The problem is that 1) RDF for non-trivial ontologies is bulky and nearly impossible to create without tools 2) there are no high-quality tools available. There are a few research and marginally maintained open-source efforts. But I was surprised that with the amount of time that's passed around the Semantic Web, there are no good tools available for working with it.
SPARQL is essentially the SQL of the Semantic Web. It's an attempt to make querying graphs similar to querying tables except that in SPARQL you are quering RDF triples, not tables & columns. Instead of comparing values using a predesigned structure, you have to generate the RDF triples and query them. Imagine a highly complex series of RDF graphs maybe with hundreds or thousands of entities. You may end up with tens of thousands of triples or more. Now imagine trying to construct a "JOIN" across the graph to get what you want.

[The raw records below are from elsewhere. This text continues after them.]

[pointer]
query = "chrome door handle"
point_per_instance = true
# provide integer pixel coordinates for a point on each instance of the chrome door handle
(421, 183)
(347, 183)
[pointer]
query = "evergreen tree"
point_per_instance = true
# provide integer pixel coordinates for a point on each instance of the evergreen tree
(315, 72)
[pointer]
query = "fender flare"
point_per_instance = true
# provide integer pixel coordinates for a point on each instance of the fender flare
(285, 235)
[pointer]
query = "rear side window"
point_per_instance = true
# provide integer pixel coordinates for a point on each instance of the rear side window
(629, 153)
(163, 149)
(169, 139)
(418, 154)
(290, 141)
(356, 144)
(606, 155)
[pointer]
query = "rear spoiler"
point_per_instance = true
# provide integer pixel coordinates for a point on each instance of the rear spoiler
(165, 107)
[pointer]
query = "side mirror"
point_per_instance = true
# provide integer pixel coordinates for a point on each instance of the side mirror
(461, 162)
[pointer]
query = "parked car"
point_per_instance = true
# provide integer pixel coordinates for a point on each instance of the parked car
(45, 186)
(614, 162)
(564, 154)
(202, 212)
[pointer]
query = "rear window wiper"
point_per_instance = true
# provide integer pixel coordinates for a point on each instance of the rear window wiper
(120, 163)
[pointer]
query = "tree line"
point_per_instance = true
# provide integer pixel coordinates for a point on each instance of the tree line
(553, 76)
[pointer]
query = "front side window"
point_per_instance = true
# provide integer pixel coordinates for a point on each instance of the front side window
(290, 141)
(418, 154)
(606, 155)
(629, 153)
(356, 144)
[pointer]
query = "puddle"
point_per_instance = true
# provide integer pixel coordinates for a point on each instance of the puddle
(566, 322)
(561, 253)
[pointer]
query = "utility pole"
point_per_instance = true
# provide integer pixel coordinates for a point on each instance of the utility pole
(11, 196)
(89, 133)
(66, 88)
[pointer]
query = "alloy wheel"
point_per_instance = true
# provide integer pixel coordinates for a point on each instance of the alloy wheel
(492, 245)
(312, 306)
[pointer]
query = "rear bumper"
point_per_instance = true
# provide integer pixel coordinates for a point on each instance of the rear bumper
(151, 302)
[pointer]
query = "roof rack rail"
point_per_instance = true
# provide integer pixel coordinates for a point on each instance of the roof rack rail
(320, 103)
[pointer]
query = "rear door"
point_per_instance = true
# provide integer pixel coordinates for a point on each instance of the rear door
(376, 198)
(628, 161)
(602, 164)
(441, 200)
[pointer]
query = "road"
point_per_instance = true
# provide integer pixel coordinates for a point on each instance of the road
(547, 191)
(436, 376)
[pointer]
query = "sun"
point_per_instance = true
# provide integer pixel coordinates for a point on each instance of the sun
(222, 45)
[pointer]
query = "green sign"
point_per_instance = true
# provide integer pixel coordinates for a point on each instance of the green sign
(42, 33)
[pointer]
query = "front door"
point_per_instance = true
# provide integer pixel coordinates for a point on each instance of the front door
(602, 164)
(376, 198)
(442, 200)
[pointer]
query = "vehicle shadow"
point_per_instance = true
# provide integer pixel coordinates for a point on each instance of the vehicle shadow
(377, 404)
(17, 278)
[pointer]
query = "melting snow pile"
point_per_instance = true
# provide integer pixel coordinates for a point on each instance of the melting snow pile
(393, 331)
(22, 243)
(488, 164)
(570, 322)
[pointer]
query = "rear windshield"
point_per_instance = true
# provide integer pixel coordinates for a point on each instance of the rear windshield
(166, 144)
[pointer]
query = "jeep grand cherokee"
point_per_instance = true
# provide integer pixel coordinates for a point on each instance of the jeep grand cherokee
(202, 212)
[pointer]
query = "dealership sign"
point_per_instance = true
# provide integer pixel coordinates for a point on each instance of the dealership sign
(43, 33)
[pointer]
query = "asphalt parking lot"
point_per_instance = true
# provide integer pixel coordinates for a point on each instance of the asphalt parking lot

For the uninitiated, in SPARQL the goal is to establish a series of triple "rules" that when applied to the graph cause certain triples to "fall out" as the results. From those triples you can then extract whatever information you wish in addition to any information you extracted from the intermediate steps. So imagine these triples:
fruit,color,red / fruit, type, apple / basket, owner, bill / basket, contains, fruit
To query these tripes and find the name of the owner who has an apple, I'd do this:
?item type "apple" .
?container contains ?item.
?container owner ?owner.
Run that query and it pops out the name "bill". Stare at the syntax for awhile. Notice how the ?item (a variable) is used in the first position in triple #1 and the third position in triple #2. This is essentially the "JOIN". Now imagine staring at a graph with thousands of triples and writing a query like this.
There is a bright spot in the Semantic Web - the Jena framework. This nice, robust and functional toolkit for Java allows a developer to load and query a graph by using either SPARQL directly, or an API that provides for querying using a series of Jena objects.
Another high note is the W3c RDF/S validator. This handy little site will not only validate your RDF/S but also generate optional RDF triples from the RDF, and create a graph showing the relationships.
The Semantic Web is highly complex and a vast shift from Web 1.0 and 2.0. The effort to create, maintain and update ontology's for domains is proving daunting and will likely be one of the roadblocks to pervasive use of the Semantic Web. Having said that, a "micro-Semantic Web" that is applied within a company to corporate knowledge bases where the scope of the ontology's and the effort needed to maintain them is manageable would seem to be an obvious candidate.
Keep your eye on this technology, but take any hype with a dose of caution, mixed well.